There are two additional Y axes and two additional lines making the plot more crowded.
I still need to hover over each line individually to get the data of interest.

I can solve these problems, but it requires some additional work in the data table. Figure 6 presents the above data table with some additional variables defined, and sorted by Patient Total (descending), Patient, and Day.

Figure 6. Sorted simulated data of events.

Why the extra steps?

The Patient Total column allows me to sort the data table to produce the four cumulative frequency and percentage variables according to the order of the X axis needed for the plot
Computing these variables in the data table (or alternatively within Graph Builder) allows me to label the rows according to these columns so that no matter where I hover, I will get a complete picture of cumulative events and patients.

See Figure 7.

Figure 7. Patient Pareto with cumulative frequencies and percentages.

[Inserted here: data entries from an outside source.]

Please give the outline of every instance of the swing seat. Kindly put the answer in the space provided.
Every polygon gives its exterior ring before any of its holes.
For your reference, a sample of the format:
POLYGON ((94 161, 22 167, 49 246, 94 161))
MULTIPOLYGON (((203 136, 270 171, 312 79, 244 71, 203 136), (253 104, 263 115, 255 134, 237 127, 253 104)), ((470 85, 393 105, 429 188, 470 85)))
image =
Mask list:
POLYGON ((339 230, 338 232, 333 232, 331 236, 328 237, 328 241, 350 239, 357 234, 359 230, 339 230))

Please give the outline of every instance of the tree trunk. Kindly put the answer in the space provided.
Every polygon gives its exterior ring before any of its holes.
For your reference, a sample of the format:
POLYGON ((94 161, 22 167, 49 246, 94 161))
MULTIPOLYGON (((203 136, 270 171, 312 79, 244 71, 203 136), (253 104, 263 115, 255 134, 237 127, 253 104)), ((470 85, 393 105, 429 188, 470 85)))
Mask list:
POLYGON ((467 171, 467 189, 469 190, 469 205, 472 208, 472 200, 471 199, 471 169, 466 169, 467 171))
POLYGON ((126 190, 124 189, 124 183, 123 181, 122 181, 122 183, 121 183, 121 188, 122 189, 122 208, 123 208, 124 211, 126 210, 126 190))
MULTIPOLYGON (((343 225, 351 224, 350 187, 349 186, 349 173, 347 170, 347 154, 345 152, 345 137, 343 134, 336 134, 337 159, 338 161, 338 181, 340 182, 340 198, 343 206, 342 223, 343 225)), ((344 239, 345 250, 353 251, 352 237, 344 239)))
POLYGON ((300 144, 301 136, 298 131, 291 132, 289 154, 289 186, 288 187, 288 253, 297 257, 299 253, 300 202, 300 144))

Figure 7 shows that regardless of whether I hover on the cumulative percentage lines or the Event Frequency bars, I get a complete picture of the data. Patient 6 happens to be the 69^th patient for both cumulative frequency and percentage from this study of 100 patients, and this patient represents 807 cumulative events (which is 79.74% of 1,012 total events across all patients).

I glossed over a brief point in the Figure 6 data table. These columns use several statistical column formulas, and as I mentioned above, I will describe this in detail in a future blog post. The important point to note, however, is that all of these calls use the Excluded option. This option is critical so that when a Data Filter is used to subset the patients, the cumulative variables update appropriately according to this smaller population. This step was not required for the Figure 2 data table, as Graph Builder handled those computations automatically.

Figure 8 presents a Patient Pareto plot for females, of which there are 20 in this study, using the Data Filter. At approximately 80% of cumulative events, 160 events have occurred (of 204 total) in 13 patients, representing 65% of female patients.

Figure 8. Patient Pareto for females.

You can download the data tables from Figures 2 and 6 from the links in the upper right of this post to examine formulas for the cumulative frequencies and percentages. The embedded Patient Pareto scripts enable you to produce the plots, which you can explore in further detail by opening the Control Panel from the red triangle menu. From here, you can see how variables were assigned to specific roles with the necessary options to produce the plot.